Maybe if you could answer the question about what 2 tracks mean and also clarify what you have issue with that the forester is telling you. All I got was he wants to use a buncher and doesn't give a hoot about what it looks like when he's done. That is neither descriptive or informative to those trying to help; and any advice given isn't worth much because we don't have a clear Idea of the advice given and your expectations. 

Best of luck,

Wes


----------



## northmanlogging (Sep 6, 2012)

Have admit as much as i dislike automation and big machines taking out old hand logging jobs... the feller bunchers are very easy on the land, the guys running em are usually very talented and gentle, they can stack up tops etc and drive over them instead of making ruts in your dirt, they can pile big stacks of logs in one spot the skidder guys can just drive up to instead of hunting for a few sticks joe bob fell over on the other side of that big snag...which big snag? And who the Hel is joe bob? And when all is ready the skidder just picks up the trail of tops that they made a "road" out of on the way out and you never new there was trees in there. Hand falling and hand bucking, you can count on the tops and branches staying right where they landed the first time. and lots and lots of deep nasty ruts where the skidder went through, Maybe they will be nice and fill em in maybe not, but then I'm a pessimist and kind of a jerk so...


----------



## sinawali (Sep 7, 2012)

OlympicYJ said:


> 2. A feller buncher is safer for hang ups and can potentially cause less disturbance as slowp explained. [...]He can pick the stem up and put it in one pile reducing damage to the smaller stems. If a hand falller is cutting you are going to have those smaller stems busted up from the felled trees where each one falls.

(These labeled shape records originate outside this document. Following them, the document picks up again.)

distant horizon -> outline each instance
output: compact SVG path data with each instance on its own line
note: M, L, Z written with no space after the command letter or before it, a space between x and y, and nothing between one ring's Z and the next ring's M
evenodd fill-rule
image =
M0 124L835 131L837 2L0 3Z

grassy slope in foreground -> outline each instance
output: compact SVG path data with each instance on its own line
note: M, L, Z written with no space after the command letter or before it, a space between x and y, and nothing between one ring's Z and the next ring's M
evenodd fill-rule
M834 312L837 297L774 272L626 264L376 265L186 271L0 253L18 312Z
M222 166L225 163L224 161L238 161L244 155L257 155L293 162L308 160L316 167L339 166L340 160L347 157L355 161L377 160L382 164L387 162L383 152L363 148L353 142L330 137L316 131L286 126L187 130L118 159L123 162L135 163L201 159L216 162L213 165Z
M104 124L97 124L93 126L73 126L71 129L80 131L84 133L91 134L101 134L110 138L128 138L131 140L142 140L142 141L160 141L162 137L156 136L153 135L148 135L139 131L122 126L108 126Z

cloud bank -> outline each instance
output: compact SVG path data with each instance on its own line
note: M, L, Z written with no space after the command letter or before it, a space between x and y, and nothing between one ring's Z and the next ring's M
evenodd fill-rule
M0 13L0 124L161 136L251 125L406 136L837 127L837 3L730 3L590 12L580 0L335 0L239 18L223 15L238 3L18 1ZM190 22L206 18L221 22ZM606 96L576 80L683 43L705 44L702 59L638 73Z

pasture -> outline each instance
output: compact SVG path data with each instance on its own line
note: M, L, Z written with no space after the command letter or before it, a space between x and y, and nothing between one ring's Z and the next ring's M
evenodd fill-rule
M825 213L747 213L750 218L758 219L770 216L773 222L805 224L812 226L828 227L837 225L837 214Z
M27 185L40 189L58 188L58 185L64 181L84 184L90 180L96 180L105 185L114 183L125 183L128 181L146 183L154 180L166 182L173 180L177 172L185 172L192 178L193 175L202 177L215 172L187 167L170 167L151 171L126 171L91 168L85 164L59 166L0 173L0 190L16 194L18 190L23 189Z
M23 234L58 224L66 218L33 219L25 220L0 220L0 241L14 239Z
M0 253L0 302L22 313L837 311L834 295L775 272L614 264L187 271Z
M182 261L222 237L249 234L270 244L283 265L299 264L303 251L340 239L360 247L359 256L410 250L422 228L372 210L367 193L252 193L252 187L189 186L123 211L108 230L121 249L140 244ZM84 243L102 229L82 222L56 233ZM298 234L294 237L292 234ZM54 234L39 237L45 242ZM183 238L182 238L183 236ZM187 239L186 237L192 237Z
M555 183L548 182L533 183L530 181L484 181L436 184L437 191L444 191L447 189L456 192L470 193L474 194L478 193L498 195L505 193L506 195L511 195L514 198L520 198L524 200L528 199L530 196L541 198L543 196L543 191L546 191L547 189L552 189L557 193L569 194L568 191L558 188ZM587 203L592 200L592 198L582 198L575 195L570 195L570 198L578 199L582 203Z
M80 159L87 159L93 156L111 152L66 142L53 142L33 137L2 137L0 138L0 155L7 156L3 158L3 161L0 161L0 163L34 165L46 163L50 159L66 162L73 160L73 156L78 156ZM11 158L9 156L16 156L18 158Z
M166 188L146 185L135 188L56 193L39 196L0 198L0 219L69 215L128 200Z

That's not the truth, machine logging causes damages on up to 45% of the leftover trees. And the fellerbuncher have to drive directly to the trees, which cause more soil damages than a harvester with a crane. A good logger with a chainsaw knows the best directions to prevent damages as much as possible. 
Horselogging btw cause only 10-15% damages.


----------



## floyd (Sep 7, 2012)

It is operator error that causes damage to the residual stand.


----------



## slowp (Sep 7, 2012)

sinawali said:


> That's not the truth, machine logging causes damages on up to 45% of the leftover trees. And the fellerbuncher have to drive directly to the trees, which cause more soil damages than a harvester with a crane. A good logger with a chainsaw knows the best directions to prevent damages as much as possible.
> Horselogging btw cause only 10-15% damages.

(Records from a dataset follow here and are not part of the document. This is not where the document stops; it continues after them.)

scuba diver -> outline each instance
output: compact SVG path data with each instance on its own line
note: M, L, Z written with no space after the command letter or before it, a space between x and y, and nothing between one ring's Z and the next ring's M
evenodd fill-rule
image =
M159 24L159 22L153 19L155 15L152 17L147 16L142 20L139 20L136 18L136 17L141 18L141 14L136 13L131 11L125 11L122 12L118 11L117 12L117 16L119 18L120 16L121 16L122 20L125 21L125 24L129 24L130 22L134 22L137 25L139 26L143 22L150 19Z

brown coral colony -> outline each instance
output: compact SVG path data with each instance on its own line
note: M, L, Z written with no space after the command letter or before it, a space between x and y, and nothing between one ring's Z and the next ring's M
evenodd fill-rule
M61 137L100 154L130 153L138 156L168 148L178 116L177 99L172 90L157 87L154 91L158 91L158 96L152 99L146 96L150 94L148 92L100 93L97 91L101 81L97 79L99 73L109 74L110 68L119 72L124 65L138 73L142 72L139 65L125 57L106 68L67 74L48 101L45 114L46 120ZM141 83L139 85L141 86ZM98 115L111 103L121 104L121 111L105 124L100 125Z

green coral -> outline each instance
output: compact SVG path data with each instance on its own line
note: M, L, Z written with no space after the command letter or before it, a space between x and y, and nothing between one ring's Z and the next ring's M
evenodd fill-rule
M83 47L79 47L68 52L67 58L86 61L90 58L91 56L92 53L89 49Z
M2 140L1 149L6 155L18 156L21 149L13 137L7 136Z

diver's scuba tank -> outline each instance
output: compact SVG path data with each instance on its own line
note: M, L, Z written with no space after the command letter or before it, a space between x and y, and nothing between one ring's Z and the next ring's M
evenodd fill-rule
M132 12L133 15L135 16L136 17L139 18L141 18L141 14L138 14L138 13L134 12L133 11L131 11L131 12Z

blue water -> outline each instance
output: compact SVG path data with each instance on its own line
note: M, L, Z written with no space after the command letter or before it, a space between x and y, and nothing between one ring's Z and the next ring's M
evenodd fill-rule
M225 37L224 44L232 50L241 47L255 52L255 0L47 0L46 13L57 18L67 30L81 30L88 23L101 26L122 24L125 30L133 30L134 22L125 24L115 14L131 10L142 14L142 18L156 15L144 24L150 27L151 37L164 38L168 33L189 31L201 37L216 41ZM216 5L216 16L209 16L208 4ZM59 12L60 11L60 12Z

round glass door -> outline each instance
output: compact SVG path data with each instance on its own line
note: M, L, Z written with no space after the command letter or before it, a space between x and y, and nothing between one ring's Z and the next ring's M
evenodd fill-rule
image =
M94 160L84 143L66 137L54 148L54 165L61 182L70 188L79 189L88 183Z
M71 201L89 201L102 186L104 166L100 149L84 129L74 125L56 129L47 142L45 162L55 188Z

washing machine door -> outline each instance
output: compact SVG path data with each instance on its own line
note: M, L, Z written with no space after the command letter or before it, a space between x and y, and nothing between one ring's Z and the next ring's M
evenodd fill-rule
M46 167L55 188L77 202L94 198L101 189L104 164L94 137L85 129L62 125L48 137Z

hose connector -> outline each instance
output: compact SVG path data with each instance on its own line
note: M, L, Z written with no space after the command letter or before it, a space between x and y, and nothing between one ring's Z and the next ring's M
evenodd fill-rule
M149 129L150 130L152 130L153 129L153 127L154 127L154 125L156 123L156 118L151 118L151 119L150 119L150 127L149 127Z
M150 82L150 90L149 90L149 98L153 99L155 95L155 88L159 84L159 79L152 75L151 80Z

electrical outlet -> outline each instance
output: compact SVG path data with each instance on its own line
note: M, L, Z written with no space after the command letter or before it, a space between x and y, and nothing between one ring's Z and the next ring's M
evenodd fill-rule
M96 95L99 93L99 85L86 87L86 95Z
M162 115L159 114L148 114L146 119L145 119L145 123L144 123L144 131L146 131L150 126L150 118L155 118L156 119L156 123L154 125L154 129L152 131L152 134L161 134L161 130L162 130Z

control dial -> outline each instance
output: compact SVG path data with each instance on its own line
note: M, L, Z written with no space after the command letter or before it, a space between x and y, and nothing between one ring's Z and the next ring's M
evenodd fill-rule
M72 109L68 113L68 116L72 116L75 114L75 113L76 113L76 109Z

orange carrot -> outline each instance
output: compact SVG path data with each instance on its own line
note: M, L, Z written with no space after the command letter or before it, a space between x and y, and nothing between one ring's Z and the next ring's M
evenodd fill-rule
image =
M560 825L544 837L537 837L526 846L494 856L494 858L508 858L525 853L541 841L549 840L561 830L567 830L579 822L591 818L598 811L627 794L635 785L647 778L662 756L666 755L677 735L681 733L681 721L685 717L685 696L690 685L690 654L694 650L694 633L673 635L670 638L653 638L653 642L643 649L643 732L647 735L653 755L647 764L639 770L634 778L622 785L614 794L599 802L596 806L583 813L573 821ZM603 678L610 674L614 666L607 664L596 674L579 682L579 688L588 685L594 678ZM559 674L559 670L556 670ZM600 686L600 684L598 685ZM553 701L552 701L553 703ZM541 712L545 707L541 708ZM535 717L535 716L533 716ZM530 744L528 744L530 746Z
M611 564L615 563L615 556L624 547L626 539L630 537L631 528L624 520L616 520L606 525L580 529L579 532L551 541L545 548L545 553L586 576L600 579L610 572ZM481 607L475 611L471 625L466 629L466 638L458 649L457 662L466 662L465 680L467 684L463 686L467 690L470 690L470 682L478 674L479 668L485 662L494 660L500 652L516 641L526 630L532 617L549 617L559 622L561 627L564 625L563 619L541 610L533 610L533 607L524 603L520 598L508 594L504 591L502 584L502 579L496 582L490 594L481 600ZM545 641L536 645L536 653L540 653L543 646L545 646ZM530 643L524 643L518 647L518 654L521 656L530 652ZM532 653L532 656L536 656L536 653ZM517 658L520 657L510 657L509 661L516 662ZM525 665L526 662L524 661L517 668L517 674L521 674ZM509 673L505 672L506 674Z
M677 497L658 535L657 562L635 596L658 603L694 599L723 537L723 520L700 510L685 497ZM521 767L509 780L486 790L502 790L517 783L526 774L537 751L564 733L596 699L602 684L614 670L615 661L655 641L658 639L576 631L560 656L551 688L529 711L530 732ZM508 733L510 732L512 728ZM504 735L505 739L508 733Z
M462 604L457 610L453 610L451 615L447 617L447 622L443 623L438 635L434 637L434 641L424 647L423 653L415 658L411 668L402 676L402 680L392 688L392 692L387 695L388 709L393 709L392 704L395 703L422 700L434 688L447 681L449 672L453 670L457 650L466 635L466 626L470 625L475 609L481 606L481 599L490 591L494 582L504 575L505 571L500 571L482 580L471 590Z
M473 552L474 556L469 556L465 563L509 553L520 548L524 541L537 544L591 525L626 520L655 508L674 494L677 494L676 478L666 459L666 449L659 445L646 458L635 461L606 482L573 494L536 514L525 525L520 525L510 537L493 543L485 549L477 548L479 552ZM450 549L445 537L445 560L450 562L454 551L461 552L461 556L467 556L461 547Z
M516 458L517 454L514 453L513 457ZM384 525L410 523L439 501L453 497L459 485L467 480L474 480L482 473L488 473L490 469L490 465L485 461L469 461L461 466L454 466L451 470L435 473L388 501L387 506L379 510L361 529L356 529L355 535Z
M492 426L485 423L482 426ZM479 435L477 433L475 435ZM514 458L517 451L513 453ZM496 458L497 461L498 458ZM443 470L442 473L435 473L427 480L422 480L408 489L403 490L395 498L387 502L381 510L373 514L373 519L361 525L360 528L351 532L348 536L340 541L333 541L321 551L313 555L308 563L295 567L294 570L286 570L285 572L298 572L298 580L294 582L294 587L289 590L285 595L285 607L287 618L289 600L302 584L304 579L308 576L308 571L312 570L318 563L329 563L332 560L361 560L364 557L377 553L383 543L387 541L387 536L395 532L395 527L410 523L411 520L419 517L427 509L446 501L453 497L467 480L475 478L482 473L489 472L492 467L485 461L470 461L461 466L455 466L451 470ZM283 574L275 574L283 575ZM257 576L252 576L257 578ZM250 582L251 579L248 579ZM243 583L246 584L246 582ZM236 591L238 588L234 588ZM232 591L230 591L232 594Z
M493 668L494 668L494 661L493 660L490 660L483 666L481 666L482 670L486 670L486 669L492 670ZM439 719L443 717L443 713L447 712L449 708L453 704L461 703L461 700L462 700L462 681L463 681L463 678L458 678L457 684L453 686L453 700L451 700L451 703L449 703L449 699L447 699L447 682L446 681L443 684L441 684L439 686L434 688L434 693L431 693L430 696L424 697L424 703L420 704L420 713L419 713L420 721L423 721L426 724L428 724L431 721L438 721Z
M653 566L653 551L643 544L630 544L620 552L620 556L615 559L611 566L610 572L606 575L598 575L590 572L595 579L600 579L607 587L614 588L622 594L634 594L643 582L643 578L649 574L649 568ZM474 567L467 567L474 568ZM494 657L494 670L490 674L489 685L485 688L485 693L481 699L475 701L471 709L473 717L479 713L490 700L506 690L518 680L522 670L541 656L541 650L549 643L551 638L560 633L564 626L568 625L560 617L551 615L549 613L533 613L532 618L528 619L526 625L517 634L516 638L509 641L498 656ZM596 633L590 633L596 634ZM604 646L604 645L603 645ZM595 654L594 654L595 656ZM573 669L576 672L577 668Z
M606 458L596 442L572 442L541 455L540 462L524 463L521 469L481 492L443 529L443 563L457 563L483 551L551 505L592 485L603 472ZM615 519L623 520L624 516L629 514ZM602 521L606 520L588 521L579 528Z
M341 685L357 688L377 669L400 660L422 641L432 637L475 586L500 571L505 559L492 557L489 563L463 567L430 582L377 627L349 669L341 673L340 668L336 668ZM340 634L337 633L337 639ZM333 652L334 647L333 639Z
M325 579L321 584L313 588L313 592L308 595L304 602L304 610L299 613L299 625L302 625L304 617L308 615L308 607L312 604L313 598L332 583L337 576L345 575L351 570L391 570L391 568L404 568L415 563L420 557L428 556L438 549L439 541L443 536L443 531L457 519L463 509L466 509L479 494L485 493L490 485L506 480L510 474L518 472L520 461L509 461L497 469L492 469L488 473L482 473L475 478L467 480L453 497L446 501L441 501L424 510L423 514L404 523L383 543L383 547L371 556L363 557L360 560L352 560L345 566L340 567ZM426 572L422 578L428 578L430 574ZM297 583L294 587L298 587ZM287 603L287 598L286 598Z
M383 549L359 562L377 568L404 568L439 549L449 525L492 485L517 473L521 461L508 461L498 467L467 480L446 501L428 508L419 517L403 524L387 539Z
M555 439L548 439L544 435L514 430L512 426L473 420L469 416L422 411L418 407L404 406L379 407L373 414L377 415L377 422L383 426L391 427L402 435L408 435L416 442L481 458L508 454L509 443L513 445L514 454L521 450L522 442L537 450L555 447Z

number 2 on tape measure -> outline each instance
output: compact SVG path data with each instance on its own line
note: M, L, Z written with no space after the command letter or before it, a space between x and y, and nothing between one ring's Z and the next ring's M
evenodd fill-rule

It depends. Like always, on the operator and the tree spacing. The buncher operators here are very good IF you allow spacing for them to get around. They only make one trip through the woods--and do put tops down where we have a concern about soil compaction. They can run the machine on the slash. I seldom have seen any more damage from a machine when compared to hand falling. I have seen a lot of damage from careless skidding of whole trees. You can't beat mechanized when it comes to thinning in a limb locked stand. 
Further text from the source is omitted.